On St. Patrick’s Day, 1697, a painting known as the “Irish Madonna of Hungary” began to weep tears and blood—a “miracle” that has remained unexplained, if not unexplainable, to this day more than three centuries later.
The story is told by Joan Carroll Cruz in her Miraculous Images of Our Lady: 100 Famous Catholic Portraits and Statues (1993, 133–135). The seventeenth-century painting of the Madonna praying over the Infant Christ, at the cathedral at Clonfert, was spirited out of Ireland in 1649 when Protestant Oliver Cromwell invaded the country. The painting was taken to Hungary by Bishop Walter Lynch. On his deathbed Bishop Lynch bequeathed it to the Bishop of Gyor, where it was lovingly adopted by the faithful—especially after it was credited with victories over the Turks and the prevention of various disasters (Aradi 1954, 102–106).

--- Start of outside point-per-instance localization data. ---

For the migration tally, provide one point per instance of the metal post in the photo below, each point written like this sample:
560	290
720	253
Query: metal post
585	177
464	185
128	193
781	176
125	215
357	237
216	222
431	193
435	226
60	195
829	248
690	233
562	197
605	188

Then in 1697 while Hungarians enjoyed prosperity and peace, Irish Catholics suffered hardships and persecution. On that March 17, St. Patrick’s Day, the Madonna’s eyes began to shed both tears and blood. The phenomenon reportedly lasted for three hours—attested as a miracle in a document signed by Catholic priests, bishops, and officials, and even by Protestant ministers (Calvinist and Lutheran), plus a rabbi. In studying the phenomenon, priests wiped the substances with a linen cloth. (However, although this is reportedly “still preserved in the Cathedral” at Gyor, it has apparently never been subjected to forensic tests.) We are told that the priests also took the canvas painting out of its frame without discovering any explanation (Aradi 1954, 105–106; Cruz 1993, 134–135).
No such weeping/bleeding effigy has ever been authenticated by mainstream science, and many modern cases have been exposed as pious frauds. For example, “salty tears” on a plaster bas-relief in Pavia, Italy, were explained when the owner was secretly observed using a water pistol! A bleeding statue in Quebec bore blood mixed with animal fat (which liquefied and flowed realistically when pilgrims’ body heat warmed the room). Some “miracles” relied on a nondrying oil, often used because it can remain fresh looking for long periods; in one instance in which the oil was scented, tests revealed the inclusion of a telltale synthetic substance (a glycol ether used as a fixative by the perfume industry). In a case in Sardinia, DNA tests showed that the blood belonged to the statue’s owner. And so on (Nickell 1993, 45–72; 2013, 57–81).
Effigies often “weep” in apparent response to troubling events. For example, a Greek Orthodox icon in Chicago began to cry immediately following a service for peace in the Persian Gulf, October 17, 1990, but the tears dried up after the Gulf War ended (Nickell 1993, 54). Again, a statue of the Virgin that has wept over fifty times did so on such occasions as the attempted assassinations of Pope John Paul II and President Reagan. Statues have also wept when the U.S. Supreme Court handed down its decision allowing abortion, as well as on various other occasions (Hebert 1991, 9, 17, 23, 41). These modern weepings look for all the world like staged events. (Interestingly, in the fourteenth chapter of Daniel, found in Catholic but not Protestant bibles, the idolatry implicit in the veneration of all such supposedly animated effigies is condemned with a story.)
Looked at from today’s vantage point, the mixed tears and blood of the “Irish Madonna of Hungary”—which ran from her eyes down the canvas to the sleeping infant Jesus—were almost certainly faked. Such a trick could easily be pulled off in front of the worshippers. Suitable substances (say oil and real blood) could have been applied before the congregants arrived, with attention later being called to the phenomenon. (Additional bloody tears could even have been secretly applied under cover of the previously mentioned wiping cloth.) Besides, there were probably no outspoken skeptics in attendance.
Why would such trickery be staged? Circumstances at the time provide the obvious answer. Popular sentiment against the abhorrent religious persecution then rampant in Ireland could have suggested dramatizing godly displeasure by causing an Irish painting to appear to weep bloody tears on St. Patrick’s Day. The ecumenical group of local religious leaders might well have been willing to sign the miracle-affirming document—even if they suspected the miracle a fake, regarding it as a harmless and pious deception in the service of an important cause: solidarity against the outrage in Ireland.
Aradi, Zsolt. 1954. Shrines to Our Lady Around the World. New York: Ferrar, Straus and Young.
Cruz, Joan Carroll. 1993. Miraculous Images of Our Lady: 100 Famous Catholic Portraits and Statues. Reprinted Charlotte, NC: Tan Books, 2012.
Hebert, Albert J. 1991. Mary, Why Do You Cry? Paulina, LA: Privately printed.
Nickell, Joe. 1993. Looking for a Miracle. Amherst, NY: Prometheus Books.
———. 2013. The Science of Miracles. Amherst, NY: Prometheus Books.